Die ursprünglichen Planungen sahen vor allem gewerbliche Logistikhallen vor. Doch in den vergangenen Monaten verdichteten sich die Hinweise, dass stattdessen ein hochmodernes Rechenzentrum mit enormen Ausmaßen entstehen könnte. Einige Quellen sprechen sogar davon, dass es sich dabei um das flächenmäßig größte Datacenter in ganz Deutschland handeln würde.

Die Ungewissheit über die konkrete Nutzung hat in der Gemeinde zu anhaltenden Diskussionen geführt. Viele Einwohner fragen sich, welche Auswirkungen ein solches Großprojekt auf die lokale Infrastruktur, den Arbeitsmarkt und das Ortsbild haben würde. Die fehlende Transparenz wurde wiederholt kritisiert.

Was bedeutet das für die Region Mansfeld-Südharz?

Unabhängig davon, ob nun Logistik- oder Rechenzentrumsnutzung realisiert wird, handelt es sich um ein bedeutendes wirtschaftliches Vorhaben für die gesamte Region.
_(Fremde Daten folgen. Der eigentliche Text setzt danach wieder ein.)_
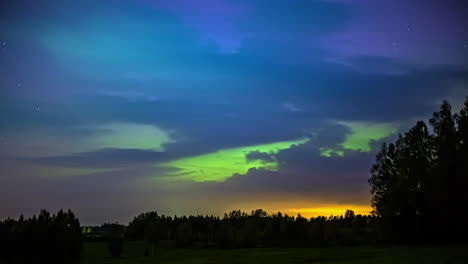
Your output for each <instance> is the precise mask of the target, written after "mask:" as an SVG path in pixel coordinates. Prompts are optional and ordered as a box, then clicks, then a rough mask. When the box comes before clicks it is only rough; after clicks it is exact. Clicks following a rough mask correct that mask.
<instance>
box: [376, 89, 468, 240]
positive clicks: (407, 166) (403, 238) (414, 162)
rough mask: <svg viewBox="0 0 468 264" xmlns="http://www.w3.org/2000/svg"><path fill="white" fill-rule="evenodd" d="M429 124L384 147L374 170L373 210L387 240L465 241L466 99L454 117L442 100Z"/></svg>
mask: <svg viewBox="0 0 468 264" xmlns="http://www.w3.org/2000/svg"><path fill="white" fill-rule="evenodd" d="M429 124H430V127H428V125H427V124H426V122H424V121H418V122H417V123H416V125H415V126H414V127H412V128H411V129H410V130H409V131H408V132H406V133H405V134H404V135H399V137H398V139H397V140H396V141H395V142H394V143H390V144H383V146H382V149H381V151H380V152H379V153H378V154H377V156H376V161H375V164H374V165H373V166H372V169H371V177H370V179H369V184H370V187H371V193H372V194H373V198H372V206H373V208H374V214H375V215H377V216H378V217H380V218H381V220H382V230H383V232H384V234H385V237H386V239H387V240H389V241H393V242H406V243H410V242H414V243H419V242H430V243H456V242H461V241H467V235H468V229H467V228H466V224H467V223H468V214H467V202H468V98H467V100H466V101H465V104H464V105H463V107H462V109H461V110H460V111H459V112H458V113H452V107H451V105H450V104H449V103H448V102H447V101H444V102H443V103H442V105H441V107H440V110H439V111H438V112H434V113H433V115H432V118H431V119H429Z"/></svg>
Ein Großdatacenter würde nicht nur während der Bauphase Arbeitsplätze schaffen, sondern auch langfristig hochqualifizierte Fachkräfte benötigen. Gleichzeitig stellt ein solcher Betrieb hohe Anforderungen an die Energieversorgung und Kühlungstechnik.
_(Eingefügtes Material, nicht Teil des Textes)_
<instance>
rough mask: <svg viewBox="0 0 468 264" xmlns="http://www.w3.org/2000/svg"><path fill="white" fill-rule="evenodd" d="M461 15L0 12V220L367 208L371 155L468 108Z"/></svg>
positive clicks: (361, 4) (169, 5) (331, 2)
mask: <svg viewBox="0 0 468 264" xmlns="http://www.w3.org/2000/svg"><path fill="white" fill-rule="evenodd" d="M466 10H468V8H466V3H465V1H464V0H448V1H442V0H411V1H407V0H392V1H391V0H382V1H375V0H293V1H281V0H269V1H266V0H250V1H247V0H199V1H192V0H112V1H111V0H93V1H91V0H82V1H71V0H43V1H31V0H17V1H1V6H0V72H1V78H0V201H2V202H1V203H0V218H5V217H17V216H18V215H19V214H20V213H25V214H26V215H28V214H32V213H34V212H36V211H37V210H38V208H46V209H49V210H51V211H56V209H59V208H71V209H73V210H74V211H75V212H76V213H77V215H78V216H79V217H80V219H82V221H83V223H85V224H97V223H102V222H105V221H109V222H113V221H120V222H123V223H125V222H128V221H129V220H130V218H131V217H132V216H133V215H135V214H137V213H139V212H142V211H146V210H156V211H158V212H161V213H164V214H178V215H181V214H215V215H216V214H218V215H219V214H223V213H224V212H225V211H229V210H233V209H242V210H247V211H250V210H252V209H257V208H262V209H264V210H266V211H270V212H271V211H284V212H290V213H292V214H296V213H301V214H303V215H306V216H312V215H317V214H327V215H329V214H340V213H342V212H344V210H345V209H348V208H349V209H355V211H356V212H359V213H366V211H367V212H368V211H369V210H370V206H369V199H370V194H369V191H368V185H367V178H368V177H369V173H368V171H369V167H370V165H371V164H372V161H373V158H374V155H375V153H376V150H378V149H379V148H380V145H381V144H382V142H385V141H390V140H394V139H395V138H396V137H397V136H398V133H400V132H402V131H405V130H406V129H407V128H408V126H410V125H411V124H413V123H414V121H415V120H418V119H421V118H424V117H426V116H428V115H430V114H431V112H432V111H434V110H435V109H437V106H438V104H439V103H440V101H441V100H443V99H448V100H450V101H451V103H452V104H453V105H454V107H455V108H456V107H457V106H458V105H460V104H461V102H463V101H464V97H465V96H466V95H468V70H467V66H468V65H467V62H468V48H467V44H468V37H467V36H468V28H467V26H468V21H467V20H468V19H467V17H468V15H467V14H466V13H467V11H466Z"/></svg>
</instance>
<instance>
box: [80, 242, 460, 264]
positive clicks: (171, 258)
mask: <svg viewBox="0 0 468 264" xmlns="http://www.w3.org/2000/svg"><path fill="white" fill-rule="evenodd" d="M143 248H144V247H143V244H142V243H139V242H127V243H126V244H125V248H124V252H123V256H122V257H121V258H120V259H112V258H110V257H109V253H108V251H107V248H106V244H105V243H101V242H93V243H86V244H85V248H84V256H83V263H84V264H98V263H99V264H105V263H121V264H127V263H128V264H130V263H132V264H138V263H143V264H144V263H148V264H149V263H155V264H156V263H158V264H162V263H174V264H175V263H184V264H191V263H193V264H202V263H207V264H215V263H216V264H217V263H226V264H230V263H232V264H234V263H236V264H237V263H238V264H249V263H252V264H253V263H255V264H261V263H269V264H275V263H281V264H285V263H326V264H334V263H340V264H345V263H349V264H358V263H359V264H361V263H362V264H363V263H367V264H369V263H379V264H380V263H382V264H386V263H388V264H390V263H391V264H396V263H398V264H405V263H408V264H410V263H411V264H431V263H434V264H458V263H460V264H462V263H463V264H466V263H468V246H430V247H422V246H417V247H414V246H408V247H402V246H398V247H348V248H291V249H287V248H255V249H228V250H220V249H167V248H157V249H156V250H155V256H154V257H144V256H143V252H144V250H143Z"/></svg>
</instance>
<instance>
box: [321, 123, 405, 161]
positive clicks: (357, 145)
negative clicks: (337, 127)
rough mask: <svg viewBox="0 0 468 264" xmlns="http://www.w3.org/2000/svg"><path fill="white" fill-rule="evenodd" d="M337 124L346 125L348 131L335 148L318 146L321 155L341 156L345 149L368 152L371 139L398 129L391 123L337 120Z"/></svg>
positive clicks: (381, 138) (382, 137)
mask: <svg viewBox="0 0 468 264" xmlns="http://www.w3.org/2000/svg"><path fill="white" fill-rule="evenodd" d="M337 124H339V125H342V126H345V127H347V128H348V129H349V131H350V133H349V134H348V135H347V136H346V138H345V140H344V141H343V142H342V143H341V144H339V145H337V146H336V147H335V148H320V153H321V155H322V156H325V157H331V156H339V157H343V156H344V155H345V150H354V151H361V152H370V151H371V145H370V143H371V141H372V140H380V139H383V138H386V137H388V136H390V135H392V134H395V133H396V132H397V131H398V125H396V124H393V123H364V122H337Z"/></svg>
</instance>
Die Entscheidung zwischen Logistik und High-Tech-Infrastruktur hat weitreichende Konsequenzen für die künftige Entwicklung des Standortes. Während Logistikhallen eher klassische gewerbliche Arbeitsplätze bieten würden, könnte ein Rechenzentrum die Ansiedlung weiterer technologieorientierter Unternehmen nach sich ziehen.

Die nun erfolgte Stellungnahme des Investors markiert einen wichtigen Schritt hin zu mehr Klarheit. Allerdings bleiben viele Detailfragen noch offen, die in den kommenden Wochen und Monaten mit der Gemeinde, den Behörden und der Öffentlichkeit diskutiert werden müssen.